Ideally in a system you would not want to "hard delete" data. The best way I know of and that we have implemented in past is "soft delete". Maintain a status column in all your data tables which ideally refers to the fact whether the row is active or not. Any row when created is "Active" by default; however as entries are deleted; they are made inactive.
All select queries which display data on screen filter results for only "active records". This way you get following advantages:
1. Data Recovery is possible.
2. You can have a scheduled task on database level, which can take care of hard deletes of once in a way; if really needed. (Like a SQL procedure or something)
3. You can have an admin screen to be able to decide which accounts, entries etc you'd really want to mark for deletion
4. A temperory disabling of account can also be implemented with same solution.
In prod environments where I have worked on, a hard delete is a strict No-No. Infact audits are maintained for deletes also. But if application is really small; it'd be upto user.
I would still suggest a "virtual delete" or a "soft delete" with periodic cleanup on db level; which will be faster efficient and optimized way of cleaning up.
I generally don't like to delete anything and instead opt to mark records as deleted/unpublished using states (with AASM i.e. acts as state machine).

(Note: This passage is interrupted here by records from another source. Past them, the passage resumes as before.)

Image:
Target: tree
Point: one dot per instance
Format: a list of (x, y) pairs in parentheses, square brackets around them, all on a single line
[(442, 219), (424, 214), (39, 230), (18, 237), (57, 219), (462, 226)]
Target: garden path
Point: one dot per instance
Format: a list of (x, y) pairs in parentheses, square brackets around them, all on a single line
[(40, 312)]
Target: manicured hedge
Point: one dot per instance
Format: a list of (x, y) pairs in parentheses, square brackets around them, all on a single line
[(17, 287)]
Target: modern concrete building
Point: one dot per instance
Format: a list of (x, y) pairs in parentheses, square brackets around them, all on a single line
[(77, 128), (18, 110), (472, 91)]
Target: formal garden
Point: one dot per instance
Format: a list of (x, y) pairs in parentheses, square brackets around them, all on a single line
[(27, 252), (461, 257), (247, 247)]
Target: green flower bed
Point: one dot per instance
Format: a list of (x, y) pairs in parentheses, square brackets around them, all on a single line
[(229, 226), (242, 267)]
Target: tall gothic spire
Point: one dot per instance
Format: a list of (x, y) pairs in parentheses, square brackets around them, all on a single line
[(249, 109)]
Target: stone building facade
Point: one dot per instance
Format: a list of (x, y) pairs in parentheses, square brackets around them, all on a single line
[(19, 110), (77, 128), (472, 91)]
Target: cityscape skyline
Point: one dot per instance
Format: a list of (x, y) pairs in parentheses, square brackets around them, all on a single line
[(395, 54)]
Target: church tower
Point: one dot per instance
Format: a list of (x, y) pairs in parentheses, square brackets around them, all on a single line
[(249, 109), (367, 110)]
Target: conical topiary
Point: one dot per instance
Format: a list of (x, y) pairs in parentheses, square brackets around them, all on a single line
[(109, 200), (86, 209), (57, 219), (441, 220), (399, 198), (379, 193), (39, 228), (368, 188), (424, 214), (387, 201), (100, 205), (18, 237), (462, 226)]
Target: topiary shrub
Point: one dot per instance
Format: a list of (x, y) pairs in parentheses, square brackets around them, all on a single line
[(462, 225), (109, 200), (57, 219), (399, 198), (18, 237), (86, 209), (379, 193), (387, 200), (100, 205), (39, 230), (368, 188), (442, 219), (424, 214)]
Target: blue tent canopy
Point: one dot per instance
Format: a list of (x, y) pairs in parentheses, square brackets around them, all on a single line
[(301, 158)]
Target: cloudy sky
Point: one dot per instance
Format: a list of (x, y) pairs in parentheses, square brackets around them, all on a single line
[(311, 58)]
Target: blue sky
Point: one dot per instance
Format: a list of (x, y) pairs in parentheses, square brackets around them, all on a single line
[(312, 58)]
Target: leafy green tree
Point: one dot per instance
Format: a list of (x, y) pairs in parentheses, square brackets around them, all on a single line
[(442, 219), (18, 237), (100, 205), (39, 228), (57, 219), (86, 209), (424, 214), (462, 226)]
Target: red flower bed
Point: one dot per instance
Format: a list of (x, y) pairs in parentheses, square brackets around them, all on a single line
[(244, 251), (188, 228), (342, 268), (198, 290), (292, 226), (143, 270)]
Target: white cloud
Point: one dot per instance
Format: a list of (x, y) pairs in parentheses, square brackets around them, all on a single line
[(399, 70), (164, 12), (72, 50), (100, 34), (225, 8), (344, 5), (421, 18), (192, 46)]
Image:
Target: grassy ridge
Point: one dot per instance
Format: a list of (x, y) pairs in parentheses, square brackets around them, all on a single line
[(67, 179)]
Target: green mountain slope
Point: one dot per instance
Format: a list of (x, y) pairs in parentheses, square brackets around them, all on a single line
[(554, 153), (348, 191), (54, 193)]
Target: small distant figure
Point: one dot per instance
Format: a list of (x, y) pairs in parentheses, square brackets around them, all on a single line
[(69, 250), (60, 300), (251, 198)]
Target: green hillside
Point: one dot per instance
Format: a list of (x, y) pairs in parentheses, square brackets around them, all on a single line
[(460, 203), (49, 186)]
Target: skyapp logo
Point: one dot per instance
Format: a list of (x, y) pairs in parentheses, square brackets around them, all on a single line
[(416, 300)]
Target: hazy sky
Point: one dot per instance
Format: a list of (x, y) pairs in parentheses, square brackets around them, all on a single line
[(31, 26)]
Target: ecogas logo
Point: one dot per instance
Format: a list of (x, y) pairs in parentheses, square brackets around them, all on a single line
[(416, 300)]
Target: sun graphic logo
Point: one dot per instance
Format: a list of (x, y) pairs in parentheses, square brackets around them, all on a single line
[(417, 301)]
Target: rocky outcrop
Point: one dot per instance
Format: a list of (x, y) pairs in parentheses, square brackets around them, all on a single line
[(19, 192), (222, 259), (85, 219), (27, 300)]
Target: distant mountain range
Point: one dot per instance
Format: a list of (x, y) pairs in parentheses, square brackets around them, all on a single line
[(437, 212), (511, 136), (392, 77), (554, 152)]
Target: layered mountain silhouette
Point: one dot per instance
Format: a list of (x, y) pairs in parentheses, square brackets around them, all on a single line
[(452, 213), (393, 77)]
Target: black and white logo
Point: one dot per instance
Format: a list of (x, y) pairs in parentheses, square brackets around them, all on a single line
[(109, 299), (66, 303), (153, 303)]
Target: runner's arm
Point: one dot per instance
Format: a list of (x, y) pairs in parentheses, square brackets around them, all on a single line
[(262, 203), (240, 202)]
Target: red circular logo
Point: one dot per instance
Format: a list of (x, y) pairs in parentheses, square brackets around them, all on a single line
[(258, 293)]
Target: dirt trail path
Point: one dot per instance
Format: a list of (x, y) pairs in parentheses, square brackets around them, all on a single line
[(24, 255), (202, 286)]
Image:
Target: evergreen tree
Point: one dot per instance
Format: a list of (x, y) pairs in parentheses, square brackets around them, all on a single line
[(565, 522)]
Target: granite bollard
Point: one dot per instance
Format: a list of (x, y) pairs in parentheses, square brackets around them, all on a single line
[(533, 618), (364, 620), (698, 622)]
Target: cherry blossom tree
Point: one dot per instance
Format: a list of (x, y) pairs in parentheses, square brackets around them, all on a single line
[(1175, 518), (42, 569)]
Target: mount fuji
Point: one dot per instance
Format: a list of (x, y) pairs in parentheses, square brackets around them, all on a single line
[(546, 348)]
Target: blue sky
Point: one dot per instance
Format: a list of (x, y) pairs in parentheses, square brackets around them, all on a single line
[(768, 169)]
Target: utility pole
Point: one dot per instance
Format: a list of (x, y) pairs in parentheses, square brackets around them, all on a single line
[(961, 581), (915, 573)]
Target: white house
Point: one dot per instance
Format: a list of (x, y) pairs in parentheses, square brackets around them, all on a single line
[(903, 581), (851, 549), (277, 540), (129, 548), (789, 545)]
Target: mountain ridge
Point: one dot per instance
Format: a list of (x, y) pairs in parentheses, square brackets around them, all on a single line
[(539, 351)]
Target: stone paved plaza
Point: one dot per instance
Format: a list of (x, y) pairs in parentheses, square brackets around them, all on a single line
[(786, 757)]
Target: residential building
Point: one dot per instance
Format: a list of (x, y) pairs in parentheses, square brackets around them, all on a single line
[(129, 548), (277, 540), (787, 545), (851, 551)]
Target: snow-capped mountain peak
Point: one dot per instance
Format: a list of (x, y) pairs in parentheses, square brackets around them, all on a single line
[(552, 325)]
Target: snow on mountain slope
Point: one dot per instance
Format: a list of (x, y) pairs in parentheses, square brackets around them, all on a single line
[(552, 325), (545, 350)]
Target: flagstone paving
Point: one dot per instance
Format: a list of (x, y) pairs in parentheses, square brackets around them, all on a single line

I prefer states and events to just using flags as you can use events to update attributes and send emails etc. in one foul swoop. Then check states to decide what to do later on.
HTH.
I would recommend putting in a delete date field that contains the date/time the user unsubscribed - not only to the user record, but to all information related to that user. The app should check the field prior to displaying anything. You can then run a hard delete for all records 30 days (your choice of time) after the delete date. This will allow the information not to be shown (you will probably need to update the app in a few places), time to allow the user to re-subscribe (accidental or rethinking) and a scheduled process to delete old data. I would remove ALL information about the member and any related comments about the member or their prior published data (photos, etc.)
I am sure it changing lot since update with Data Protection and GDPR, etc.
the reason I found this page as I was looking for advice because of new Apply policy on account deletion requirements extended https://developer.apple.com/news/?id=i71db0mv
We are using Ruby on Rails right now. Your answers seem a little outdated? or not or still useful right now
I was thinking something like that
create a new table “old_user_table” with old user_id , First name, Second name, email, and booking slug.
It will allow keep all users who did previous booking. And deleted their user ID in the app. We need to keep all records for booking for audit purpose in the last 5 years in the app.
the user setup with this app, the user but never booking, then the user will not transfer to “old_user_table” cos the user never booking.
Does it make sense? something like that?